Откладываю документы в сторону.

— А я вас попросил бумагу прислать соответствующую, по факсу, что вы берете на себя ответственность за то, что я полечу со сломанным локатором. И что? Никто мне эту бумагу не прислал. А это, Всеволод Игоревич, техническая поломка. Куда я с поломанным локатором в грозу? А, Всеволод Игоревич? На тот свет? Красиво и ярко? Увидеть Париж и умереть вместе со ста пятьюдесятью пассажирами и шестью членами экипажа? Нет уж, увольте.

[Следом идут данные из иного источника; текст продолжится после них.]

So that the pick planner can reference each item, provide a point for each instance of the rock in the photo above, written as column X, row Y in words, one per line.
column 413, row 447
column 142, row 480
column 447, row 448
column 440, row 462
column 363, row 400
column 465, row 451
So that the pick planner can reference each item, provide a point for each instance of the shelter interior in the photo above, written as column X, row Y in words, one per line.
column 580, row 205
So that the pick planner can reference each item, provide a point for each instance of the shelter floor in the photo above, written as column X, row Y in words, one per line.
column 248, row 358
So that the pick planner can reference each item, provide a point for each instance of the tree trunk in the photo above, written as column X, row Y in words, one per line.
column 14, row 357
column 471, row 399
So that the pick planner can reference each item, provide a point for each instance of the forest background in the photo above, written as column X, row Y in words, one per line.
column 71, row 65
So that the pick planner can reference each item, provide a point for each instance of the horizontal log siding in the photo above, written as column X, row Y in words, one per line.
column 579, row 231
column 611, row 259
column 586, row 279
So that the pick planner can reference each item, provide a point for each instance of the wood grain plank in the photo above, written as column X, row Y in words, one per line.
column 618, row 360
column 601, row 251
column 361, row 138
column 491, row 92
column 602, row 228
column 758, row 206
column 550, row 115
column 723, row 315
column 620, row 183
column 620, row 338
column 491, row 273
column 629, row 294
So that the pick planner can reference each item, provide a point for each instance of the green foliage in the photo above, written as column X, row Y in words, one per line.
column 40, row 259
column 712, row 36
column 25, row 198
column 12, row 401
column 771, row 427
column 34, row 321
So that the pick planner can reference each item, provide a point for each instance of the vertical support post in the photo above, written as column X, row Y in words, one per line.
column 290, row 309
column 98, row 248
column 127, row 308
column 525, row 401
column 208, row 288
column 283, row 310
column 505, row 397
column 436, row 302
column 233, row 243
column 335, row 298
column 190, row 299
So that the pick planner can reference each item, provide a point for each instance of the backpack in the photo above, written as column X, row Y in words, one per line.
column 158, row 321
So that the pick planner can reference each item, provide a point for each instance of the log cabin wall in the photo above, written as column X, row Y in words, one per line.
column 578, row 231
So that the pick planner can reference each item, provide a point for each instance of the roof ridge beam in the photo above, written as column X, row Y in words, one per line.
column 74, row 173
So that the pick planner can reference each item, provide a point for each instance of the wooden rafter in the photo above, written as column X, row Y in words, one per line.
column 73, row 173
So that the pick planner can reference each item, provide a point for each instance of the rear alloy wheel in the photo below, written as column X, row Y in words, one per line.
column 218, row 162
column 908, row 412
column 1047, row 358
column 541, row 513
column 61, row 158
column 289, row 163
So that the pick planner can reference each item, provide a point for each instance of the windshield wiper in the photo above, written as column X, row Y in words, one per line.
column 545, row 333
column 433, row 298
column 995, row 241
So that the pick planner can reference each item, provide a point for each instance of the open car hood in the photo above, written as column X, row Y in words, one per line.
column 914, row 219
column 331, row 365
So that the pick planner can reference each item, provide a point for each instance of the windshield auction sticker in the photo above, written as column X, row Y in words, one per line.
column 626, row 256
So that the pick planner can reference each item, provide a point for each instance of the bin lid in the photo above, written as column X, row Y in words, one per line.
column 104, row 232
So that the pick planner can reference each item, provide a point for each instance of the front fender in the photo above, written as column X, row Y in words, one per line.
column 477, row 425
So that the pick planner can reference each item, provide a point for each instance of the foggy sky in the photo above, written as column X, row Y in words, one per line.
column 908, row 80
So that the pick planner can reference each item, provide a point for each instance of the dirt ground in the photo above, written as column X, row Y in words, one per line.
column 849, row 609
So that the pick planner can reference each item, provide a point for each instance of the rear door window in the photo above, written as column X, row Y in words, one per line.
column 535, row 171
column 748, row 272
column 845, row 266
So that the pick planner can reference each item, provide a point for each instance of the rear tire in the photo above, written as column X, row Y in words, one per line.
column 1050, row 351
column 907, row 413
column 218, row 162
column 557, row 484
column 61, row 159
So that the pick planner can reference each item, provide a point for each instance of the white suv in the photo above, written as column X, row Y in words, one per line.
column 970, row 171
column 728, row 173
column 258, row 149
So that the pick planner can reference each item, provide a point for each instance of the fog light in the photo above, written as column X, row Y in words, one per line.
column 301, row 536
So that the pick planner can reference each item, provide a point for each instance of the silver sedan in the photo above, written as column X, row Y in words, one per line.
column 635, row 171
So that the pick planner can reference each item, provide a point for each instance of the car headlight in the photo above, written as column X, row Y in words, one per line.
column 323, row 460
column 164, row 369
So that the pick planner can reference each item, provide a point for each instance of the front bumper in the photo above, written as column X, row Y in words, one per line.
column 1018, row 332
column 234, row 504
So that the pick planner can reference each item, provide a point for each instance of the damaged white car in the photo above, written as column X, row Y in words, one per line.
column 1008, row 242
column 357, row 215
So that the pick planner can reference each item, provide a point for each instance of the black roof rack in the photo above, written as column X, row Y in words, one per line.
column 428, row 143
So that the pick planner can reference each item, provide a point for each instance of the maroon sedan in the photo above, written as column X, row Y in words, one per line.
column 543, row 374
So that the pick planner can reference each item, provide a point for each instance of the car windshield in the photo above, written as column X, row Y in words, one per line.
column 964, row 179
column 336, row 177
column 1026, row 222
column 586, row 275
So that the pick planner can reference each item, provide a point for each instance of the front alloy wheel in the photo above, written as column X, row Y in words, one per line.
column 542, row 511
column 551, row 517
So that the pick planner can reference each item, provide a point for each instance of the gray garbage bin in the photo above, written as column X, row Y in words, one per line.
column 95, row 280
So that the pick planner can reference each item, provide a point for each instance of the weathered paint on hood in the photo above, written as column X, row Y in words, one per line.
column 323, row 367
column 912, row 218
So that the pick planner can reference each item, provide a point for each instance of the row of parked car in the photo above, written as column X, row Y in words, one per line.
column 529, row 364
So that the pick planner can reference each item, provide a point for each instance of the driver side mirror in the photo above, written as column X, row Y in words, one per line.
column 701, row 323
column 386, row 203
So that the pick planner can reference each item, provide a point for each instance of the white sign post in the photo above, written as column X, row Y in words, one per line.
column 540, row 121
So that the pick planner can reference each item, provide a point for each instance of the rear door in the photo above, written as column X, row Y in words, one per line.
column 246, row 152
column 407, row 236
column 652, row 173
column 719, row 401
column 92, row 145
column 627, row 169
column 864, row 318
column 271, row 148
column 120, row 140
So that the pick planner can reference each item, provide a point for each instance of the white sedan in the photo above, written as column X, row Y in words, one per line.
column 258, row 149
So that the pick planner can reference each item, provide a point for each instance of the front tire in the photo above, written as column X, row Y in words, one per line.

— И уволим, если понадобится! Ты теперь посмотри, в какую копеечку этот твой ремонт там, в городе всех влюбленных, нам обошелся. — Кладет передо мной отчет на французском языке.

— А я думал, что город всех влюбленных — это Венеция.

— А ты лучше подумай, Илюша, где нам эту сумму взять? Из твоей зарплаты вычесть или из моей? Потому что руководство авиакомпании негодует.